The sale of an underperforming casino, higher costs, and a lower win rate against big time gamblers have dented the full year profit of casino operator SkyCity Entertainment.
The company has reported a profit of $144.6 million for the year ended June compared with $169.5m the previous year.
SkyCity sold its struggling business in Darwin, which along with other one-off costs hit its bottom line. It said leaving aside the one-offs, its 'normalised' profit was up marginally to $173m.
"(This) was a positive year for the company despite a backdrop of a more challenging operating environment and some increased cost pressures across the business," chief executive Graeme Stephens said.
Its Auckland and Hamilton casinos showed growth, while Queenstown and its sole remaining Australian establishment in Adelaide were marginally softer. Adelaide is currently undergoing a $AU330m upgrade.
The international business, based on big spending foreign gamblers, had a record turnover of $14.1 billion, but the casino's win rate was down on last year.
Mr Stephens said the company was planning to recycle the proceeds from recent asset sales.
"The successful sale of both Darwin and a long-term concession over our main site car parks in Auckland will release around $450 million, which will allow us to repay debt and return some capital to shareholders via a share buy-back."
The company said progress in completing the $700m Convention Centre in Auckland was slower than expected but it was expected to open by the end of next year, more than a year behind the original opening date.

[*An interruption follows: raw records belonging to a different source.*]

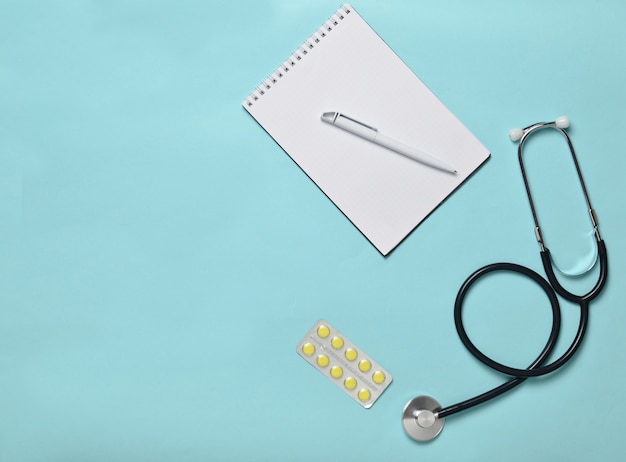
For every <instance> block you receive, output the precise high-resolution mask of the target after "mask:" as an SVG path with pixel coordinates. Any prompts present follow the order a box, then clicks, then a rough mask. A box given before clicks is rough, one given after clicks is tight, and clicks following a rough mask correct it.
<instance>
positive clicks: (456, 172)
mask: <svg viewBox="0 0 626 462" xmlns="http://www.w3.org/2000/svg"><path fill="white" fill-rule="evenodd" d="M322 120H323V121H324V122H327V123H329V124H331V125H334V126H335V127H339V128H343V129H344V130H347V131H349V132H350V133H354V134H355V135H358V136H360V137H362V138H365V139H366V140H368V141H371V142H372V143H376V144H378V145H380V146H383V147H385V148H387V149H391V150H392V151H395V152H397V153H398V154H402V155H403V156H406V157H409V158H410V159H413V160H416V161H418V162H421V163H423V164H426V165H429V166H431V167H435V168H438V169H440V170H444V171H446V172H450V173H457V171H456V170H455V169H454V167H451V166H450V165H448V164H446V163H445V162H442V161H440V160H438V159H435V158H434V157H432V156H429V155H428V154H426V153H424V152H422V151H419V150H417V149H415V148H412V147H411V146H407V145H406V144H404V143H401V142H399V141H396V140H394V139H391V138H389V137H388V136H385V135H383V134H381V133H378V130H377V129H375V128H373V127H370V126H369V125H366V124H364V123H362V122H359V121H357V120H354V119H352V118H350V117H348V116H346V115H344V114H340V113H339V112H325V113H324V114H322Z"/></svg>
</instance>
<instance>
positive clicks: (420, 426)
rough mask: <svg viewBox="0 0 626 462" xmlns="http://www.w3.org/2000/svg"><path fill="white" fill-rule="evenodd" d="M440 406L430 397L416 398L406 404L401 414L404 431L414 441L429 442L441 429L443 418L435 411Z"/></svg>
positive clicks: (422, 396)
mask: <svg viewBox="0 0 626 462" xmlns="http://www.w3.org/2000/svg"><path fill="white" fill-rule="evenodd" d="M439 409H441V404H439V403H438V402H437V400H435V399H434V398H431V397H430V396H417V397H415V398H413V399H412V400H411V401H409V402H408V403H406V406H404V411H403V412H402V425H403V426H404V431H405V432H406V433H407V435H409V436H410V437H411V438H413V439H414V440H416V441H430V440H432V439H433V438H435V437H436V436H437V435H439V433H441V430H442V429H443V424H444V423H445V420H446V419H445V418H439V416H438V415H437V411H438V410H439Z"/></svg>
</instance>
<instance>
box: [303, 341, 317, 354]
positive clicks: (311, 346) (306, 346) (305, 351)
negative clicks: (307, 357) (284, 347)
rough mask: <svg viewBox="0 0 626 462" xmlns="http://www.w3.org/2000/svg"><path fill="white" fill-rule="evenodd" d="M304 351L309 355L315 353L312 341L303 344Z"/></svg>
mask: <svg viewBox="0 0 626 462" xmlns="http://www.w3.org/2000/svg"><path fill="white" fill-rule="evenodd" d="M302 353H304V354H305V355H307V356H311V355H312V354H313V353H315V346H314V345H313V344H312V343H305V344H304V345H302Z"/></svg>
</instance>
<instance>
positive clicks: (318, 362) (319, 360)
mask: <svg viewBox="0 0 626 462" xmlns="http://www.w3.org/2000/svg"><path fill="white" fill-rule="evenodd" d="M329 362H330V360H329V359H328V356H326V355H319V356H318V357H317V365H318V366H320V367H326V366H328V363H329Z"/></svg>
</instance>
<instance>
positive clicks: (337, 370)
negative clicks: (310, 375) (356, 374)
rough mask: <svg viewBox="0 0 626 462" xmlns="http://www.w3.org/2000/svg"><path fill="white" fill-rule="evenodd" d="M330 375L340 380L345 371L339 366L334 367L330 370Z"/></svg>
mask: <svg viewBox="0 0 626 462" xmlns="http://www.w3.org/2000/svg"><path fill="white" fill-rule="evenodd" d="M330 375H332V376H333V377H334V378H336V379H338V378H340V377H341V376H342V375H343V369H342V368H341V367H339V366H333V367H332V368H331V369H330Z"/></svg>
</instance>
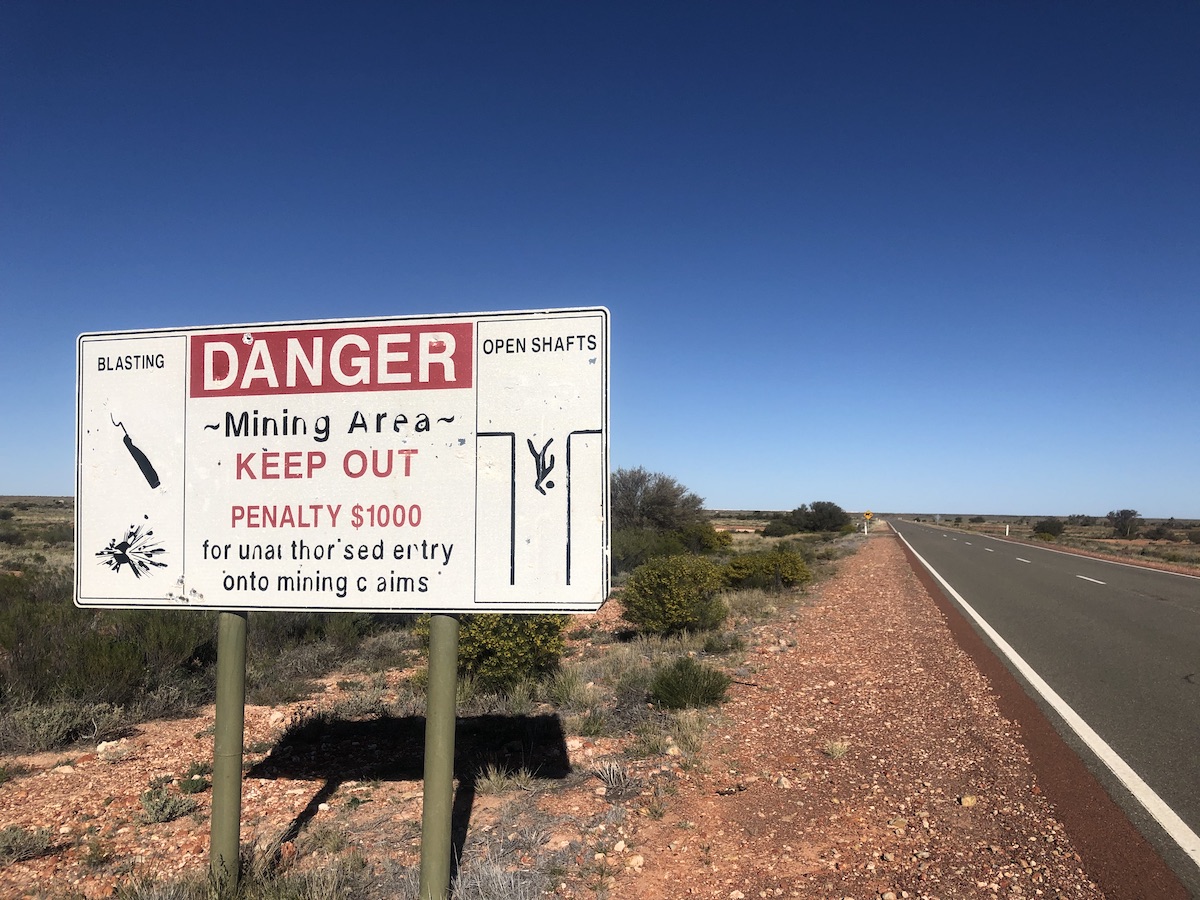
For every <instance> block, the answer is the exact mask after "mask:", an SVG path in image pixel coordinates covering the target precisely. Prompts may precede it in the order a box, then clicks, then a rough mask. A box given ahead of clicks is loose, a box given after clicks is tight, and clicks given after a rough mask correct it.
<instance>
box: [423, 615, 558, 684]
mask: <svg viewBox="0 0 1200 900" xmlns="http://www.w3.org/2000/svg"><path fill="white" fill-rule="evenodd" d="M565 629H566V617H565V616H517V614H509V613H473V614H469V616H463V617H462V618H461V619H460V620H458V674H460V676H461V677H469V678H472V679H474V682H475V683H476V685H478V688H480V689H485V690H503V689H504V688H506V686H510V685H512V684H516V683H517V682H521V680H523V679H526V678H530V677H536V676H544V674H546V673H548V672H552V671H554V670H556V668H557V667H558V664H559V661H560V660H562V658H563V650H564V649H565V647H566V638H565V636H564V632H565ZM416 632H418V635H419V636H420V638H421V642H422V643H424V644H425V646H426V647H428V642H430V619H428V617H427V616H425V617H422V618H421V619H420V620H418V623H416Z"/></svg>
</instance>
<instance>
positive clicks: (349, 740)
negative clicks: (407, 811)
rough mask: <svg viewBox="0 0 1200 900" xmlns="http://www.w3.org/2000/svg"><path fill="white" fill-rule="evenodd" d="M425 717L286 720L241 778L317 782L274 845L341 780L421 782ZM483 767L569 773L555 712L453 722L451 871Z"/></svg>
mask: <svg viewBox="0 0 1200 900" xmlns="http://www.w3.org/2000/svg"><path fill="white" fill-rule="evenodd" d="M424 756H425V716H416V715H408V716H380V718H377V719H370V720H348V719H338V718H336V716H332V715H330V714H318V715H316V716H313V718H311V719H307V720H305V721H302V722H300V724H299V725H296V726H294V727H292V728H290V730H289V731H288V732H287V733H286V734H284V736H283V738H282V739H281V740H280V742H278V744H276V745H275V748H274V749H272V750H271V752H270V754H269V755H268V756H266V757H265V758H264V760H262V761H260V762H258V763H256V764H254V766H253V767H252V768H251V769H248V770H247V772H246V778H263V779H296V780H306V781H322V782H324V784H323V785H322V786H320V788H319V790H318V791H317V793H316V794H313V797H312V799H311V800H310V802H308V804H307V806H305V809H304V810H301V812H300V814H299V815H298V816H296V817H295V818H294V820H293V821H292V823H290V824H289V827H288V829H287V832H286V833H284V835H283V838H282V840H281V841H280V842H281V844H282V842H284V841H292V840H295V839H296V838H298V836H299V835H300V833H301V832H302V830H304V828H305V826H307V824H308V822H310V821H312V818H313V816H316V815H317V810H318V809H319V806H320V804H323V803H326V802H329V799H330V798H331V797H332V796H334V794H336V793H337V791H338V788H340V787H341V786H342V785H343V784H344V782H347V781H366V780H379V781H420V780H422V778H424V768H425V758H424ZM487 766H493V767H496V768H497V769H500V770H502V772H505V773H509V774H512V773H517V772H520V770H521V769H526V770H528V772H530V773H533V774H534V775H536V776H538V778H550V779H563V778H566V776H568V775H570V774H571V766H570V758H569V755H568V751H566V739H565V737H564V734H563V725H562V721H560V720H559V718H558V716H557V715H524V716H517V715H473V716H460V718H458V719H457V720H456V722H455V762H454V772H455V778H457V779H458V787H457V790H456V791H455V798H454V809H452V814H451V838H450V839H451V845H452V847H454V851H452V852H454V859H452V860H451V871H452V872H457V869H458V862H460V859H461V856H462V848H463V846H464V845H466V840H467V829H468V826H469V824H470V812H472V808H473V805H474V800H475V782H476V780H478V779H479V776H480V773H481V772H484V769H485V768H486V767H487Z"/></svg>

The complex is being built by Fletcher Building and has been subject to cost overruns, and construction delays. SkyCity said it had collected $39.5m in damages payments from Fletchers and was talking with the company about settling other claims.
Mr Stephens said the current economic climate was making SkyCity more cautious.
"Despite a more challenging and uncertain operating environment domestically and internationally, we continue to expect revenue growth across our various businesses, partially offset by increased cost pressures... (we) believe there will be enough we can do to improve our own performance that we can reasonably expect growth on a like-for-like basis."
The final dividend was held steady at 10 cents a share.